The manager came over and asked what he could do to make it up to me. (Nothing. You can't give me my two hours back. I can't wait a minute longer. I have to pick up my kids now. There is nothing to be done.)

He tried to make it right, really. He even offered to pick the car up and drop it off for me the next day. I tried to calm down. Then, of course, I saw the little fish on the back of my filthy car and made some attempt to be civil. And felt humbled by my rage at something as stupid as a wasted couple of hours and dirty car.

Unfortunately, the severe thunderstorms on Wednesday knocked out the power at his place, so I am still driving around with sand and bird crap.

I shared all this with Fr. P at our lunch on Thursday. About how just when I think I am getting the whole 'Christian thing' something throws me off kilter and I realize that I have a LONG way to go. He suggested that perhaps these little relapses are, in fact, gifts of grace. They remind me that I don't have to be perfect at this. They remind me that I desperately need God. They remind me that in this aspect of my life, I have the grace to allow myself to admit I suck. It is a lesson that I apparently need over and over again. And I am grateful to both God and Fr. P for helping me remember that in my weakness, I find strength.

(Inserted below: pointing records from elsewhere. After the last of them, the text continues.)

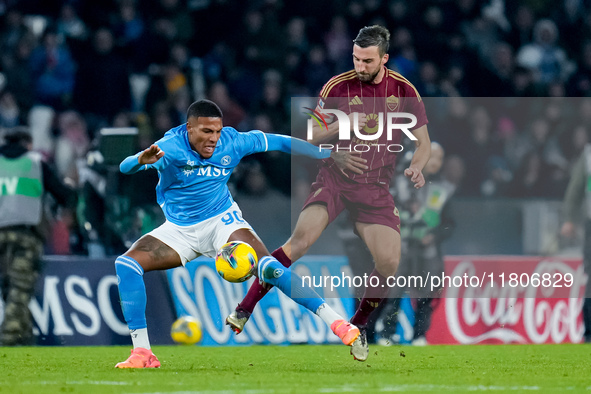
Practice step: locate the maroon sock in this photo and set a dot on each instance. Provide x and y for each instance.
(372, 297)
(257, 291)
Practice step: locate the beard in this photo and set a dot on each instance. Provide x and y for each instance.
(368, 78)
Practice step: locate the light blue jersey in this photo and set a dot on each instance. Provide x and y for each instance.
(193, 189)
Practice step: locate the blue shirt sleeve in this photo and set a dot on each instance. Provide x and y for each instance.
(130, 164)
(296, 146)
(256, 141)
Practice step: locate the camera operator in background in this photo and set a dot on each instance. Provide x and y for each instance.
(24, 178)
(426, 223)
(577, 200)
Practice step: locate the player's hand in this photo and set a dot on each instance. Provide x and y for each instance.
(428, 239)
(361, 119)
(349, 161)
(416, 176)
(150, 155)
(568, 230)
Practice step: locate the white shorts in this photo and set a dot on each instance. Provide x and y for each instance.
(204, 238)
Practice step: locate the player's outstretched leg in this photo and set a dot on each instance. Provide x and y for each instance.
(132, 292)
(238, 318)
(272, 272)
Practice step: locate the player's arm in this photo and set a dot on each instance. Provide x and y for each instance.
(420, 157)
(297, 146)
(141, 160)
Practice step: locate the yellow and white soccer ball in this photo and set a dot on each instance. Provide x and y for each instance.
(186, 330)
(236, 261)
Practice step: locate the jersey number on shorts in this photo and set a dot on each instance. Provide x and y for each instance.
(230, 218)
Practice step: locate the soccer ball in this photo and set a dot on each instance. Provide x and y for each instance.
(235, 261)
(186, 330)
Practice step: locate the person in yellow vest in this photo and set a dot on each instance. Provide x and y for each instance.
(24, 178)
(577, 204)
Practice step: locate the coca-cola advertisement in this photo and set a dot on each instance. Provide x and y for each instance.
(520, 300)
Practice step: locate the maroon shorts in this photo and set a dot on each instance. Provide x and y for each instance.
(367, 203)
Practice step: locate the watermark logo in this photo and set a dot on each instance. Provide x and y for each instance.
(371, 132)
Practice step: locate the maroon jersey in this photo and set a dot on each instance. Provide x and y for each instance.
(393, 94)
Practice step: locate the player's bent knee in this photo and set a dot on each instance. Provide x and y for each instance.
(299, 247)
(125, 265)
(388, 267)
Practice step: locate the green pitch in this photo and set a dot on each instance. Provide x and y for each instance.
(299, 369)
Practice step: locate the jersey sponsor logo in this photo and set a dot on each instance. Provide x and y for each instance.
(189, 168)
(8, 186)
(356, 101)
(212, 171)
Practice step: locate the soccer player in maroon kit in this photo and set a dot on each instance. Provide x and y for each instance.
(368, 90)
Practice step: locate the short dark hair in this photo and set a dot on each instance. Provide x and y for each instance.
(19, 135)
(375, 35)
(206, 108)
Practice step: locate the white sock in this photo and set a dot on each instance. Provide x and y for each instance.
(328, 314)
(140, 338)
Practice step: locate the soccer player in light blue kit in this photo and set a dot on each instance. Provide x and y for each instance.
(194, 162)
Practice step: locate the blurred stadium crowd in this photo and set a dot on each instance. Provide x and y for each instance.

Wednesday, August 02, 2006

Summer books so far:

The Red Tent

Tons of people have recomended this book to me and I finally bought a copy before heading off to Chicago for a week. Finished it last week and my response is....


Seriously. I can't for the life of me figure out what all the fuss is about. All my friends enthused over it. They are reading it in the book clubs in churches all over this great nation. I suppose taking a bible story and exploring from the woman's point of view would be a cool conceit, but, uh, this book is so poorly written I almost couldn't get through it. NONE of it seemed genuine. Not the relationships between the women, nor the relationships with the lovers. They all seemed false, somehow. And worse, boring. Yes, boring.

One reviewer on hit the nail on the head when he wrote that the author goes on and on about all the stories that get told in the red tent and never once tells us one of them. We just get to take her word for it.

I wish I had read that review before shelling out $15 bucks. Having been at a bunch of births, I can tell you right now I would be VERY suprised if Diamant has actually been at any. And since the basic premise of the book is that Rachel is a midwife, it would have helped if at least that part had been believable.

I wasn't impressed.

The Sex Lives of Cannibals

I am a sucker for travel writing. I count Paul Theroux as one of my favorite authors. I love being an armchair traveler. This book, by J. Maarten Troost, is a fun read. As a late 20-something post graduate school graduate, he and his girlfriend decide to move to a tiny island in the Pacific for a couple of years. This hilarious (and sometimes snarky) book is the result. He speaks of his experiences there very frankly, but always with a definate and growing sense of affection for the people, which saves it from being a bitch fest. Reccomend it.

The Grail Bird

This is the true story of the most recent attempts at finding the possibly extinct Ivory Billed Woodpecker. Like the Sex Lives of Cannibals, it seems like a great heat wave read, as it mostly takes place in the swamps of Louisiana. I have a personal vested interest in this tale, as my grandfather was good friends with the fellows at the Ornithology Department at Cornell who first got the Ivory Billed on tape and film back in the 30's. In fact, we have a letter from a guy named Kellog telling my grandfather all about his exciting discovery.

Unfortunately, the author of this newest book is probably a better bird watcher than writer. I am about halfway through it and am finding it very (very) boring. Which it really wouldn't have to be the case, now would it? I mean, I would imagine a good writer would have a ball with the pursuit stories... what with cotton mouths and alligators and bird watching tourists from New Jersey.

I am not sure I would finish this one except for the personal connection. If you are a birder, get it from the library. Otherwise, probably a pass.